Studio album by Powerman 5000
- Released: July 20, 1999
- Studio: Sunset Sound (Hollywood); Sound City (Van Nuys); The Chop Shop (Los Angeles); Music Grinder (Hollywood);
- Genre: Industrial metal; nu metal;
- Length: 39:09
- Label: DreamWorks
- Producer: Sylvia Massy; Ulrich Wild; Powerman 5000;

Powerman 5000 chronology
| The Blood-Splat Rating System (1995) | Tonight the Stars Revolt! (1999) | Anyone for Doomsday? (2001) |

Singles from Tonight the Stars Revolt!
- "When Worlds Collide" Released: July 1999; "Nobody's Real" Released: November 2, 1999; "Supernova Goes Pop" Released: 2000;

= Tonight the Stars Revolt! =

Tonight the Stars Revolt! is the second studio album and major label debut by American rock band Powerman 5000. It was released on July 20, 1999, by DreamWorks Records. Having sold over one million copies and achieving platinum status, this would become the group's most successful release and featured such hits as "Nobody's Real" and "When Worlds Collide".

==Composition==
Building on the style of their previous album, Powerman 5000 expands the band's style to combine "roaring heavy metal with electronics and sound effects" and lyrics chanted in a monotone voice. The album stylistically departs from the funk metal sound of their debut in favor of industrial and nu metal songs inspired by B-movie and comic book science fiction. The album's lyrics are themed around "gods and monsters, global annihilation and man-machines hungering for destruction."
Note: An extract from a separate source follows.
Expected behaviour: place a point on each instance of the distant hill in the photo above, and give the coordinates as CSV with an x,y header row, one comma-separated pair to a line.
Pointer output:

The album shares the same title as a story written by Gardner Fox published in the pulp science fiction magazine Planet Stories (1952).

==Reception==

- CMJ (July 19, 1999, p. 3) – "...tighter than a barbed wire noose wrapped around your neck...[TONIGHT] relies on sci-fi imagery and memorable hooks that are sharp enough to catch more than a few big, heavy fish".

Professional ratings
Review scores
| Source | Rating |
| AllMusic | Star |
| Robert Christgau | (dud) |
| Rolling Stone | Star |
| Yahoo! Music | (favorable) |

==Awards==
The album won the Boston Music Awards for "Album of the Year" in 2000, while "When Worlds Collide" was nominated for "Single of the Year".

==Track listing==
All lyrics by Spider One; all music by Powerman 5000, except "Good Times Roll" by the Cars.

Notes
- The song "Watch the Sky for Me" ends at minute 3:50. After 30 seconds of silence (3:50–4:20), the hidden track "The World of the Dead" starts.

| No. | Title | Length |
|---|---|---|
| 1. | "An Eye Is Upon You" (featuring Malachi Throne) | 0:51 |
| 2. | "Supernova Goes Pop" | 3:14 |
| 3. | "When Worlds Collide" | 2:58 |
| 4. | "Nobody's Real" | 2:54 |
| 5. | "System 11:11" | 0:48 |
| 6. | "Tonight the Stars Revolt!" | 2:42 |
| 7. | "Automatic" | 3:22 |
| 8. | "The Son of X-51" | 2:58 |
| 9. | "Operate, Annihilate" | 3:48 |
| 10. | "Blast Off to Nowhere" (featuring Rob Zombie) | 3:45 |
| 11. | "They Know Who You Are" | 2:33 |
| 12. | "Good Times Roll" (featuring DJ Lethal) | 2:33 |
| 13. | "Watch the Sky for Me" (featuring Ginger Fish and Malachi Throne) | 5:22 |
| Total length: |  | 39:09 |

==Personnel==
- Spider One – vocals
- Adam 12 – guitar
- M.33 – guitar
- Dorian 27 – bass
- Al 3 – drums

Production
- Chapman Baehler – photography
- Tom Baker – mastering
- Joe Barresi – engineer
- Ginger Fish – piano
- Frank Gryner – mixing
- Scott Humphrey – programming, mixing
- Sylvia Massy – producer, engineer
- Marc LaCorte – programming
- DJ Lethal – turntables
- Spider One – art direction, design
- Nika – art direction, design
- Malachi Throne – narrator
- Ulrich Wild – producer, mixing
- Rob Zombie – vocals (track 10)

==Charts==

===Weekly charts===

Weekly chart performance for Tonight the Stars Revolt!
| Chart (1999) | Peak position |
|---|---|
| US Billboard 200 | 29 |

===Year-end charts===

Year-end chart performance for Tonight the Stars Revolt!
| Chart (2000) | Position |
|---|---|
| US Billboard 200 | 187 |

==Certifications==

Certifications for Tonight the Stars Revolt!
| Region | Certification | Certified units/sales |
| United States (RIAA) | Platinum | 1,000,000^{^} |
^{^} Shipments figures based on certification alone.